You have to remember, though, that what editors are doing is not SUPPOSED to be a traversal (random or not) of the unreviewed queue. It's SUPPOSED to be a traversal of the whole internet; and it should focus on whatever tools are most efficient at getting to as-yet-unreviewed sites.
What's most efficient? Well, that may depend on who's working, and where. I created a new category yesterday, based on some links in a niche-subject mailing list. (a centenary of historical importance in the field is coming up.) Obviously there were NO submittals; and it turned out half the links in the message were non-responding, and I went 300 deep in Google search results without result. _Nothing_ all that efficient, but of course ... and this is the point ... I DIDN"T KNOW THAT BEFOREHAND.
So, how do you pick the most efficient approach, when you don't know ahead of time how efficient ANY approach would be?
Simple. You get ten thousand editors, each with some theory as to which approach is most efficient. Let each one try his own approach. Let them talk to each other. Some people who aren't having much success are likely to try something someone else claims works better; and so more people work on what seems most efficient at the moment. Other unsuccessful site searchers just dig in and try harder, and so some people keep testing alternative approaches, covering the possibility that the most efficient approach is ineffective at finding some things, or in preparation for the day when spammers figure out how to spam the living daylights out of the more efficient tool.
Very non-deterministic, very dynamic, very very effective at making the best possible use of informed human judgment.
Replacing with a single tool (submittals) and a single dictum about how they must be used in a robotic assembly line would be an unmitigated disaster.
Actually, it would be MUCH worse than that.
It is not just editors who are people and can adjust their methods to achieve their goals most efficiently. Spammers are also, in a way, human (or partially human, or as C.S.Lewis might say, in the process of ceasing to be human. And they are also capable of adjusting their machinations based on information they have.
Ignore bobrat's reality: the totally insoluble problem of centrally allocating editors with specific skills to submittals -- mapping 600000 category queues into 60,000 editor queues with unknown service times. if the ODP announced that henceforth all submittals would be reviewed in order, and that there was currently a 140-day, 12-hour, 47-minute wait.
What would the spammers do?
Hmm. I know people pay $300 for a quick review at Yahoo. A domain name costs $6.95, or I could set up a name server and create subdomains virtually free.
All I have to do is submit a zillion dummy URLs today. I could probably hire third-world keyboardists for five cents a submittal, but even if it cost a dollar, no biggie. Because in only 130 days, I'm going to be selling those URLs at $300 a pop to webmasters who want immediate reviews. I'll be rich, Rich, RICH!

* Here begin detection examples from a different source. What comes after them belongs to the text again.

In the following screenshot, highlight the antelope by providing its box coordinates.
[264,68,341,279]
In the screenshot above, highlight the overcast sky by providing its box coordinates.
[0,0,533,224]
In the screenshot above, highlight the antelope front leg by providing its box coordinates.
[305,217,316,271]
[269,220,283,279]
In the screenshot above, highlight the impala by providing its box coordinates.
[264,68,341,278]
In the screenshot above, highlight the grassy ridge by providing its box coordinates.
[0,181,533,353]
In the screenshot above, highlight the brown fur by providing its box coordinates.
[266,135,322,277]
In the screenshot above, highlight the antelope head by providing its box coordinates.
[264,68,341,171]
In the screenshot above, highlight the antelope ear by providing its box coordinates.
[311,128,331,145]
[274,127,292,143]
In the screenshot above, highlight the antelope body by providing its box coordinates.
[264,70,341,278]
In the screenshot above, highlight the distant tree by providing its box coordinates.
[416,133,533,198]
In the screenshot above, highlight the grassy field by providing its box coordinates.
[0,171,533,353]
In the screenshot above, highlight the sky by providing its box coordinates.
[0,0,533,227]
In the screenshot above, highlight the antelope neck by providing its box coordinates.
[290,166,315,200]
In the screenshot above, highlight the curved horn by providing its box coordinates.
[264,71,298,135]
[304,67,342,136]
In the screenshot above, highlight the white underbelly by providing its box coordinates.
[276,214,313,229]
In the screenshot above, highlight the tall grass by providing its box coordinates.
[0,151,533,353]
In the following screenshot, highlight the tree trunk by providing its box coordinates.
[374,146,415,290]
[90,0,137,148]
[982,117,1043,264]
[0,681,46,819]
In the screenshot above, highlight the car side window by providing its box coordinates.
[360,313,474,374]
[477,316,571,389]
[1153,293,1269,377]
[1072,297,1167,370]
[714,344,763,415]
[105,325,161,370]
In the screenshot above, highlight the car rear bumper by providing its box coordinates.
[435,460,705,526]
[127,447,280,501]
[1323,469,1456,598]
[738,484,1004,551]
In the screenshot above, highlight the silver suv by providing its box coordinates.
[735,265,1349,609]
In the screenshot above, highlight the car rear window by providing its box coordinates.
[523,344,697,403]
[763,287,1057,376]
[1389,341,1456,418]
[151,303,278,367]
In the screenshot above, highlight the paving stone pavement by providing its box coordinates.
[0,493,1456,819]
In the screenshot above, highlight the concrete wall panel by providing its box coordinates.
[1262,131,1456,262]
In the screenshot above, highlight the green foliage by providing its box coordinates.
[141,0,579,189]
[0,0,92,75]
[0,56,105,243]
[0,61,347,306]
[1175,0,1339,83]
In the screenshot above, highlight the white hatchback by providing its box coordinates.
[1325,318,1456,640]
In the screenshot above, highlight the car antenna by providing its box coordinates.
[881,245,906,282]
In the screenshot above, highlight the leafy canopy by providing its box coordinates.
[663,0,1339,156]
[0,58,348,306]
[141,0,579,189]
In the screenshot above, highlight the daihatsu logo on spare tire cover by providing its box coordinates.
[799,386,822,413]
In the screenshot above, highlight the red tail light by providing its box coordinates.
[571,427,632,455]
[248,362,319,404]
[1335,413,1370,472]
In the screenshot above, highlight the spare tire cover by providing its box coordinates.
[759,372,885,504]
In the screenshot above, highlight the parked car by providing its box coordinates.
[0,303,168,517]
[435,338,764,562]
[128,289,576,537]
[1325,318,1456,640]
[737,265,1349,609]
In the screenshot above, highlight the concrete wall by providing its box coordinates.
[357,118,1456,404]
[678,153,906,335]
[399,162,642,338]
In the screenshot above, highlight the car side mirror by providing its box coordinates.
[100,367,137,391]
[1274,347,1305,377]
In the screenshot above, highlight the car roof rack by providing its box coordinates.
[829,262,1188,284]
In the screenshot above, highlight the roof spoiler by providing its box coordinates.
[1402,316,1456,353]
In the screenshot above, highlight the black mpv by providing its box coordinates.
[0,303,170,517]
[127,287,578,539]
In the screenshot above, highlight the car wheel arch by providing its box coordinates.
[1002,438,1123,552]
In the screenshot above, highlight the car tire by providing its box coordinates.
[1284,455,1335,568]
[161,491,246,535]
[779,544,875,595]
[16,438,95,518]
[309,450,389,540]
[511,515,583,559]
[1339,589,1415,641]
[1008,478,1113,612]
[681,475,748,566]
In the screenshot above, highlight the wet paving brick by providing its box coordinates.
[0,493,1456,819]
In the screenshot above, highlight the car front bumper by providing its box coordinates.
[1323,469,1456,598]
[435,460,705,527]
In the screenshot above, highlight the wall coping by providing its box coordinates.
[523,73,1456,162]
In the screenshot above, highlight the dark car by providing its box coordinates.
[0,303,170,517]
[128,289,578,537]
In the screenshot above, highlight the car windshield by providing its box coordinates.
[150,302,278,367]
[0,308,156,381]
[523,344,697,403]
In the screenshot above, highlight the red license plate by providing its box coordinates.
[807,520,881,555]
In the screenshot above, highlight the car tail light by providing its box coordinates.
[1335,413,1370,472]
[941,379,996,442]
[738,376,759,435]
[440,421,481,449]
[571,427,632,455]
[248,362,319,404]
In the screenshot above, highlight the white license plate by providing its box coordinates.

Of course, after submitting a year's supply (say half-a-million URLs), I'd mention this scam to my closest friends, who will all think, "that's a good idea, but I could just as well use deeplinks on a Geocities site, cut the price by $6.95, and take over the market." But it'll be too late, those third world keyboardists will have figured out the stunt and started moonlighting on their own quick-ODP-reviews-for-sale business.
And the ODP would have given complete control of its editing priorities into the hands of the most evil people on the internet.
Sorry, but that's not a first step towards anywhere I ever want to go.